# hey hey hey



## out there olys (Jul 11, 2008)

Just thought I'd introduce myself and family.  We're newbies at this vanning business but since acquiring ours late Feb this year we've been having ourselves a fine old time. Me, wah hubby and two scallys are looking forward to our first venture across to France next week. Is there anything I should know??? (electrics, travel equipment etc.)


----------



## Trevor (Jul 11, 2008)

out there olys said:


> Just thought I'd introduce myself and family.  We're newbies at this vanning business but since acquiring ours late Feb this year we've been having ourselves a fine old time. Me, wah hubby and two scallys are looking forward to our first venture across to France next week. Is there anything I should know??? (electrics, travel equipment etc.)

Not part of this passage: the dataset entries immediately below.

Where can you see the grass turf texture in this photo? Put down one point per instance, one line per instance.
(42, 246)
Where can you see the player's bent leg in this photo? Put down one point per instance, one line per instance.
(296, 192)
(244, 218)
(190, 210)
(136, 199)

Hello and welcome good luck with your traveling


----------



## out there olys (Jul 11, 2008)

*Quick reply?*

Thanks chaps, I do aspire to become old and wise wildthing it may take some time tho! Have a good time *****, we're off to st malo, la baule and la rochelle and then who knows!


----------



## out there olys (Jul 11, 2008)

Thanks ***** may well take a look.


----------



## Deleted member 775 (Jul 11, 2008)

hi and welcome  enjoy your trip stay safe and let us all know how you go on


----------



## BedfordMJ (Jul 11, 2008)

St.Malo was really lovely place but haven't been for a few years. La Rochelle is also really nice place and the harbour is really nice and all the coastline has loads of beaches miles of them.
Cognac is worth a visit, also the local Pineau de charente - cognac with grape juice is divine, you must try it.


----------